Last week comic-book giant Marvel Entertainment sued the companies behind massively multiplayer online game City of Heroes, raising the hackles of a lot of ordinary folks.
Marvel's lawsuit, filed Nov. 10 in U.S. District Court in Los Angeles, accuses NCsoft and Cryptic Studios of designing their game – in which nearly 200,000 people play superheroes in a world where "comic books come alive" – in such a way as to knowingly allow players to fashion their characters to look like and be named after famous Marvel icons like The Hulk, Captain America and Spider-Man.
"Considering that defendants own no comic characters themselves, it stands to reason that the comic books to which they refer are those that depict the characters of Marvel and others," wrote Marvel's attorneys in the complaint. "Defendants' Creation Engine facilitates and, indeed, encourages players to create and utilize heroes that are nearly identical in name, appearance and characteristics to characters belonging to Marvel."
The complaint says that the "defendants have created, marketed, distributed and provided a host environment for a game that 'brings the world of comic books alive,' not by the creation of new or original characters but, instead, by directly, contributorily and vicariously infringing upon Marvel copyrights and trademarks."
Neither Marvel, NCsoft nor Cryptic Studios commented for this story.
But several attorneys and free-speech and fair-use advocates contacted for this story think Marvel's claims are pure fantasy.
"Asking City of Heroes to police their users to ensure that they don't replicate Marvel characters is like asking a school to police its students to make sure none of them show up for Halloween in a homemade Spider-Man costume," said Cory Doctorow, a renowned writer and advocate for free speech and fair use. "It's unreasonable bullying, and it is bad corporate citizenship."
Beth Noveck, a professor and an organizer of the recent State of Play conference, said she fears that if Marvel wins its case against NCsoft and Cryptic Studios, years of advances in technology that allows for limitless player-created content might be for naught.
"It might have a fundamental effect on the shape of video games and virtual worlds," Noveck said, "and whether they're places that are closed platforms or whether they're open platforms that allow for players' content creation."
Noveck said the danger of Marvel prevailing is that it would set a precedent under which game developers are held responsible for the behavior of their players – simply because they provided tools that could be used to create infringing content.
Marvel's suit is a first for the video-game industry, though it has not been unexpected.
"This stuff has been lurking out there," said Fred von Lohmann, a senior attorney at the Electronic Frontier Foundation.
Von Lohmann thinks that Marvel – and other content providers that might want to take action against virtual worlds whose players design potentially infringing content – needs to understand the realities of modern culture. "People are going to be appropriating these objects of culture. It comes naturally in a world that is dominated by television and trademarks.... It's hard to imagine expressing yourself without using at least some of them."

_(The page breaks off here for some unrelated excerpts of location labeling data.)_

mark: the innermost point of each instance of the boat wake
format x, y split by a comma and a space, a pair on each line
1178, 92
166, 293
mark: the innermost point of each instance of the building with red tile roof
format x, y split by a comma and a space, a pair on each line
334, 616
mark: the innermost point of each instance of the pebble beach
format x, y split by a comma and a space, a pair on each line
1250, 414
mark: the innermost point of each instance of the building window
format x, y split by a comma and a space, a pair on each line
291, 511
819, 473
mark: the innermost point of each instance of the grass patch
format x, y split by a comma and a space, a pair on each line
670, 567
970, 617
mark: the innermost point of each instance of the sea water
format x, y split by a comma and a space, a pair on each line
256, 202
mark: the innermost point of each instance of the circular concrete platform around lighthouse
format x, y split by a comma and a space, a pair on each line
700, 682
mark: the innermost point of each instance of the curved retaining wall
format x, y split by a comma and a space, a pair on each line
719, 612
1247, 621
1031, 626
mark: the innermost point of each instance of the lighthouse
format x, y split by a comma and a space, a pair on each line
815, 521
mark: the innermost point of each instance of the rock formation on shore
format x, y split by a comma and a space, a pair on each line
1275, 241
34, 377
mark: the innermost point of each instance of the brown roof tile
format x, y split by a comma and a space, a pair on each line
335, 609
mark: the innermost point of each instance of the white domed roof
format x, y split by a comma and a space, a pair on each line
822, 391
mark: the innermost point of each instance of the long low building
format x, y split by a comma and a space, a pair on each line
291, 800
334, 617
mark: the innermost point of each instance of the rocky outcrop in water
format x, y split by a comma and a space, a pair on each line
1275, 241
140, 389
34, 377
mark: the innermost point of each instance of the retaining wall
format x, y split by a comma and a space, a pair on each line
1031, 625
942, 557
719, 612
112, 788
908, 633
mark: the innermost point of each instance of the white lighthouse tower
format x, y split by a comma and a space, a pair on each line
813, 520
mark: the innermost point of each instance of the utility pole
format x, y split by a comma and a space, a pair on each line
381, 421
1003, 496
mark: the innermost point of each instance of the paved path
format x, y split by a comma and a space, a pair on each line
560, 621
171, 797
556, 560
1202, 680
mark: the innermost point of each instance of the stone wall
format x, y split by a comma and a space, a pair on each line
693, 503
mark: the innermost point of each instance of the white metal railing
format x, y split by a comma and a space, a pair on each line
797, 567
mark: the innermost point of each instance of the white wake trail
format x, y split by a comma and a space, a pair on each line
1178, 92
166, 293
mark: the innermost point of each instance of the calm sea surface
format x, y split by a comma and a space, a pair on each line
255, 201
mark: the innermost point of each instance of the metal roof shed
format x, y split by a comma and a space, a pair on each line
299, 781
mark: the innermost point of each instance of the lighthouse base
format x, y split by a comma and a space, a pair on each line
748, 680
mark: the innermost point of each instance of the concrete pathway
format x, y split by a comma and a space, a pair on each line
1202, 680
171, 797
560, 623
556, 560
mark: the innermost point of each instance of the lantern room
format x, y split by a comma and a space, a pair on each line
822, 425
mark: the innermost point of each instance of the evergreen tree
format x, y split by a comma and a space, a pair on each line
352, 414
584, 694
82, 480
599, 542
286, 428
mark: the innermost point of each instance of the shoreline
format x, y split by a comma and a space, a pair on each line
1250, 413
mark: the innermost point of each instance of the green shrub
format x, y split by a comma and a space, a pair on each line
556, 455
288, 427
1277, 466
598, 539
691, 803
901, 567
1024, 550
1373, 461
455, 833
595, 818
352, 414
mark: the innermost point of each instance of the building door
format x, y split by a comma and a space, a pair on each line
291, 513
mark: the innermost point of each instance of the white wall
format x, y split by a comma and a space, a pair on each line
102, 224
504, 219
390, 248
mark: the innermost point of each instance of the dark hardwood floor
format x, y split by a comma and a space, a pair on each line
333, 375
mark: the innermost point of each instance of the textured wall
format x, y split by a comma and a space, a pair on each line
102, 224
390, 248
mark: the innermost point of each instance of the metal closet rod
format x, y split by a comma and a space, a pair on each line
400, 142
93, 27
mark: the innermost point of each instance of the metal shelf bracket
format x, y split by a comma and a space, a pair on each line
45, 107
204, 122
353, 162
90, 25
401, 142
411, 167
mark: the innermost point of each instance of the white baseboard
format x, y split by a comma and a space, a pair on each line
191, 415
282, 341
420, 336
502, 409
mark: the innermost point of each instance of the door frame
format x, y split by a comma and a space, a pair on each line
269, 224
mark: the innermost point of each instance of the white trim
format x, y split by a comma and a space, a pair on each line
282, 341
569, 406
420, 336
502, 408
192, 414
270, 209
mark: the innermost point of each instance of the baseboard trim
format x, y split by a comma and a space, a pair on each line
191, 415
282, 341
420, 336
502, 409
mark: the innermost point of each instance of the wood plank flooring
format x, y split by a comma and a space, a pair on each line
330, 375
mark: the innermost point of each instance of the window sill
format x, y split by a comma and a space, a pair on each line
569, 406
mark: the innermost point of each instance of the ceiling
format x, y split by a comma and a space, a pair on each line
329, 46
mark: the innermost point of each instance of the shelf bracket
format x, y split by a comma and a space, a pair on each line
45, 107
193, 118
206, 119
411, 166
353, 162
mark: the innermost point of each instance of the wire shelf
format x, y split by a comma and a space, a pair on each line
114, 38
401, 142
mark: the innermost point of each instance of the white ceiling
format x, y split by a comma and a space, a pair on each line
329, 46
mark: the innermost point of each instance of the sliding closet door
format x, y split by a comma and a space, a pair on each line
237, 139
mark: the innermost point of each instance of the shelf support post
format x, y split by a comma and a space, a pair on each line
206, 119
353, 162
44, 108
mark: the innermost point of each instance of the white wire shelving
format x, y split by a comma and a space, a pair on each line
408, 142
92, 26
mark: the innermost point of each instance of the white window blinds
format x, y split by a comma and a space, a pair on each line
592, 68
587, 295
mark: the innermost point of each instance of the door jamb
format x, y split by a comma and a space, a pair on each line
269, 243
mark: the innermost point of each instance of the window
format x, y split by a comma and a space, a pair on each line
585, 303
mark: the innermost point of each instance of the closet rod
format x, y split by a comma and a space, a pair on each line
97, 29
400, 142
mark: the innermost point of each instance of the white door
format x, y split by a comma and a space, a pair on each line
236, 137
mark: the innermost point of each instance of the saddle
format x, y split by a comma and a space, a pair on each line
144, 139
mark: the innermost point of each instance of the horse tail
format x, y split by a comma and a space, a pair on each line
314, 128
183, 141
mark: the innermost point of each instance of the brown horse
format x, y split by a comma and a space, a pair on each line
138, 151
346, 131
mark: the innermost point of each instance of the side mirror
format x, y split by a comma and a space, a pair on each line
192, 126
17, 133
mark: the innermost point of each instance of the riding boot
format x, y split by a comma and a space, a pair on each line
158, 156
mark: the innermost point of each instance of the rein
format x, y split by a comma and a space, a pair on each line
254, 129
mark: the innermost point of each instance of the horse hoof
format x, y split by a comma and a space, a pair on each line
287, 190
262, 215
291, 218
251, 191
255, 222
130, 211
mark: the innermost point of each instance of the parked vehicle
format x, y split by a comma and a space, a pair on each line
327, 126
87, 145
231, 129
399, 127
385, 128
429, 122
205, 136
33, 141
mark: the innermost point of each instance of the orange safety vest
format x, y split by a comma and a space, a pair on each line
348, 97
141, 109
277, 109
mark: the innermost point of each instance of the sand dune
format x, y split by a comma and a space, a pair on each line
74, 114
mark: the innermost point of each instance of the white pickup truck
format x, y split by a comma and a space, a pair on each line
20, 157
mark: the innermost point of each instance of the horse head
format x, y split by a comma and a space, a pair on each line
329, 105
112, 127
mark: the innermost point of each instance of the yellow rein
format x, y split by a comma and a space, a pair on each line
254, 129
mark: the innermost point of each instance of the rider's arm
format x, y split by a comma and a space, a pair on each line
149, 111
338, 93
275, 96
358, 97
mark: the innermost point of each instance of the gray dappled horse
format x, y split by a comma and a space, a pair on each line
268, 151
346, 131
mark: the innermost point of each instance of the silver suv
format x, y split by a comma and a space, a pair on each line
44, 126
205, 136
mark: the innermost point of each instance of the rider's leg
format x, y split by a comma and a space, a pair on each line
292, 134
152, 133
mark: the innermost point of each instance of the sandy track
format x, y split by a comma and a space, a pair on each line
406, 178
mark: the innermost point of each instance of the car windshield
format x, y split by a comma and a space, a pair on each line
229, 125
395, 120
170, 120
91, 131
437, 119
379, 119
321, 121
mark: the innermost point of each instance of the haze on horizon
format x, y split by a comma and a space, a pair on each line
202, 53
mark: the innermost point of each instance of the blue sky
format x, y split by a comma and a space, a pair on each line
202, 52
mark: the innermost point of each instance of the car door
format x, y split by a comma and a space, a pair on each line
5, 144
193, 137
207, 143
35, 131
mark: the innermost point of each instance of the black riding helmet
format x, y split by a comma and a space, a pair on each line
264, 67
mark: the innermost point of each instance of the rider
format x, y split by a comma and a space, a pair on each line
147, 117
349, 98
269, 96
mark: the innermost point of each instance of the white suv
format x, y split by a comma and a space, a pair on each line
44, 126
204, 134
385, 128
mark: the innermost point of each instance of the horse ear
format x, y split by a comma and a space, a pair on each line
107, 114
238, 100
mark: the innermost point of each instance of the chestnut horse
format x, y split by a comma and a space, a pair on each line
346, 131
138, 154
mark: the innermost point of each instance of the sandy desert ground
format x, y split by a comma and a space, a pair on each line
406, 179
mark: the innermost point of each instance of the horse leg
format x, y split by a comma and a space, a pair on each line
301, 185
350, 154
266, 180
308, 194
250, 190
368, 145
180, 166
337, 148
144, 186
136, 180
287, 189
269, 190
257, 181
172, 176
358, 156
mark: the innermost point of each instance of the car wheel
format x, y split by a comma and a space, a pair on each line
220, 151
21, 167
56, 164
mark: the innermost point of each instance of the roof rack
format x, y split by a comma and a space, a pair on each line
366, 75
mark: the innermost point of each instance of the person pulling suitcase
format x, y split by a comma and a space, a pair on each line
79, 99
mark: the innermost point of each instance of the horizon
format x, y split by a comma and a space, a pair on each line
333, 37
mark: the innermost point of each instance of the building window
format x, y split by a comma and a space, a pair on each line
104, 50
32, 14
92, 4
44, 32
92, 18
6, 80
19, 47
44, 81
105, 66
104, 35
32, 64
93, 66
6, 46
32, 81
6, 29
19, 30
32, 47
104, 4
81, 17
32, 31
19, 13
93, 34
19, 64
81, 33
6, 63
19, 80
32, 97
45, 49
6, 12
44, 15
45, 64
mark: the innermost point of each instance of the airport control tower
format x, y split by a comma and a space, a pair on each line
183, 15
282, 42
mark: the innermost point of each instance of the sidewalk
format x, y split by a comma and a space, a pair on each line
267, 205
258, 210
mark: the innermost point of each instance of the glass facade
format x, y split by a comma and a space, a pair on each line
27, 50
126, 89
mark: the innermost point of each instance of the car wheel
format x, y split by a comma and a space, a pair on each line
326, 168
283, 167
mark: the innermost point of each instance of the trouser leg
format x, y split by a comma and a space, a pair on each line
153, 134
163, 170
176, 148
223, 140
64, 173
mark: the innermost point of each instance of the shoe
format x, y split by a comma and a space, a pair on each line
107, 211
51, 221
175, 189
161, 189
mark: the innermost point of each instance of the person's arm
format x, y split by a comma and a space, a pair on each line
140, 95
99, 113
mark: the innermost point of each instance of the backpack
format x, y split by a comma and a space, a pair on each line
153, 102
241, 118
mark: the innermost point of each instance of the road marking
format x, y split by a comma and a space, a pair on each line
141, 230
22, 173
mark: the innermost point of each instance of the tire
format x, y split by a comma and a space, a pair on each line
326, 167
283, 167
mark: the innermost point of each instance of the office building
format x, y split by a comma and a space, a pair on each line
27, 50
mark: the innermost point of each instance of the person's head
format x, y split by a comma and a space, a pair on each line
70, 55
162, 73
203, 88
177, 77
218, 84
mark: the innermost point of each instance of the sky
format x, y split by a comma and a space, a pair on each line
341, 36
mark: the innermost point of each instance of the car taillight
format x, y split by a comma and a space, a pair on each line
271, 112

However, in its suit, Marvel makes it clear it doesn't see City of Heroes as simply giving players the ability to create infringing content. Marvel thinks the game outright steals its characters.
"'Statesman,' a character strikingly similar to Marvel's Captain America (right down to the trademark large white star on his chest and shield), prominently appears on the front of the City of Heroes box and guides the user through the 'creation' process," argues Marvel's complaint. "Defendants' infringement is so brazen that their only attempt to disguise 'Statesman' is to give him a helmet that is nearly identical to the trademark helmet worn by 'Magneto,' another of Marvel's X-Men characters."
To Noveck, the issue at hand is a battle for the future of user-created content.
"It's an attempt by one company in an industry to put a gun to the head of those who, in their view, misuse their content," she said, "and in so doing, try to reshape that industry and reshape the technology to allow for greater control of how the technology is used."
Further, Noveck said, Marvel's claims are too open-ended.
"It's the equivalent of somebody suing Microsoft Word if its users were to commit copyright infringement," she said.
To Doctorow, Marvel's suit represents nothing less than a full-scale challenge to free creative expression.
"Can you imagine a game where every tweak to your character requires sign-off from the game company's copyright and trademark lawyers?" Doctorow asked. "Marvel is supposed to be a company that stands for fun, imagination and storytelling, but this lawyer-happy thuggery is the hallmark of a Stalinist dictatorship, not a game world."